Christmas has always been a special time for me.  I hope that it continues to be for all of you.  What happens at Christmas?  There is a meal and gathering like no other at any other time of the year.  There are presents, trees with lights, special music and singing—but most especially words.  I heard my grandmother and my aunts tell stories, and to do so they used words.  There were reminiscences, remembrances of things past, which were told at other times of the year, but at Christmas took on a hallowed aspect because they were surrounded with the trappings of manger scenes and lights, exquisite food and sparkling gifts. 

“Mom,” I asked my grandmother once following dinner as the family sat visiting over coffee in the dining room, “What does collation mean?”  The old French word had puzzled me.  She answered, “What we are doing now, sitting around the table talking.”  A sharing of words, ideas, stories?  I thought it meant a meal.  I could not help but think that what she said had come from another time, perhaps some colloquial meaning of the word that had been passed down from 18th Century France, as only one could encounter in Southwest Louisiana.  A collation was a meal at which a sharing took place that involved more than words.  It was conversation, the exchange of ideas, the communication of family and friends in love, with good cheer and happiness at being together.

Did God not  engage in collation?  He most certainly did.  There was never a doubt in my mind.  He invited us to a banquet, the Eucharist, and sat and talked to us through His prophets, His apostles, and most especially through Jesus, His Son.  “What came to be through him was life, and this life was the light of the human race” (John 1:3).  The Word brought life.  The Word made flesh was “full of grace and truth” (John 1:14). 

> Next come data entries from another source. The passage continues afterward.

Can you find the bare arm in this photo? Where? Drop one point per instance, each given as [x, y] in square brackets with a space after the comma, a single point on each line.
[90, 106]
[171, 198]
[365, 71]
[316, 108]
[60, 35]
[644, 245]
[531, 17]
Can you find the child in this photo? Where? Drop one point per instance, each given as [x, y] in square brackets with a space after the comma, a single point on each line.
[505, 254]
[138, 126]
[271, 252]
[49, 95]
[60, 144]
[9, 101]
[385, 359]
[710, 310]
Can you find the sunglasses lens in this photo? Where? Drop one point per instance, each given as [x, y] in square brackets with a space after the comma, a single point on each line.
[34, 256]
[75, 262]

In the modern world, words have become cheap.  With IPods and text-messaging, our shortcuts and abbreviations, with the jargon of a more complicated and complex world, a world full of words with seemingly little meaning, sometimes I think we are experiencing the results of placing too much emphasis upon a written word.  “The Word became flesh and made his dwelling among us” (John 1:14).  From before the beginning, the Word was more than a written word.  It was a Revelation, or better yet, an act of love bursting forth, coming down from heaven, fracturing the boundaries of whatever might confine it, including human sin, and entering the stage of human discourse so that creation would never be the same again.  In this way, we could receive “from his fullness… grace in place of grace” (John 1:16).   

I thought of that when I was a child but not in the same way, when my mother would ask me to play on the piano her favorite Christmas carol, O Little Town of Bethlehem.   I heard angels breaking into song on a cloudless, chilly night in the city of David, through carols sung around a tree, and their words announcing a mystery that was as compelling as the desire to be with family on the birthday of the Prince of Peace.  It is a mystery no one can take from us because it is bigger than written words, though we must use them out of frustration to express our deepest truth.  There are words that mean more because they tell us of an eternal “Word,” at a collation that only God could have prepared.  “[H]e has spoken to us through the Son, whom he made heir of all things and through whom he created the universe, who is the refulgence of his glory, the very imprint of his being, and who sustains all things by his mighty word” (Hebrews 1:3).